Yeni Üyelik
30.
Bölüm

30. Bölüm

@dilefruz

 

İbrin abisinin sesiyle bir anda ayaklandı.

Devran hızla ilerleyerek İbrin'i elinden kavradı ve " Ne yaptığını sanıyorsun sen ! " diyerek kızdı ve cevap dahi vermesine izin vermeden çekip çıktı.

Ali Tahir sinirle aracı sürerek konuştu Serçe" Ali Tahir ayıp ettin " dedi.

Sinirle yanında oturan kadına döndü Ali Tahir. " Ben mi ayıp ettim sende mi onun yanındasın"

" Ben kimsenin yanında değilim. Dinlemeden yargıladın. Kadına resmen hırsız dedin. "

" Ya ne deseydim"

" Ali Tahirrrr haksızsın üste çıkmaya falan çalışma yemezler!! Üstelik hayatında ilk defa aşık olmuş adamı sevdiği kadının önünde rezil ettin!"

" Ben kimseyi rezil etmedim Serçe o bileklik benim anladın mı ailemden kalan son şey otuz senedir taktığım şeyi tanımayacak kadar ahmak değilim"

Serçe bir anda doğruldu. " Yahu biri bana dinlemeden hırsız yaftası ile yargılasa ne yaparsın"

" Kim ulan o sikerim sana laf eden adamı!!"

" Heeee işte aynı şey ! Tako da aşık olduğu kadını savundu nesi yanlış bunun"

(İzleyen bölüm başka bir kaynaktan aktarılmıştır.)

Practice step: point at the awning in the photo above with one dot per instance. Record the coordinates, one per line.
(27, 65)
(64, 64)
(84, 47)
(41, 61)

" Anma şunun adını. Bitti diyorum öyle bir kardeşim yok benim !!!"

" Ali Tahir bak yine sinirle hareket ediyorsun pişman olacaksın"

Ali Tahir hızla direksiyona vurdu. " Serçe kapat şu konuyu zaten canım burnumda kalbini kırmak istemiyorum "

" Doğru Ali Tahir sen kalp kırma kotanı epey doldurdun bugün"

" Hasbinallahhhh" dedi Ali Tahir.

" Serçe sen kimden yanasın"

" Dostluktan ve aşktan yanayım Ali Tahir. Dinlemeyi öğren duydun mu beni!!! Ve ayrıca az bile yapmış. Sana, hem hak hem müstahak sakın yanıma pişman olup gelme duydun mu beni"

" Pişman falan değilim ve o bilekliğin benim olduğunu kanıtlayacağım " dedi Ali Tahir.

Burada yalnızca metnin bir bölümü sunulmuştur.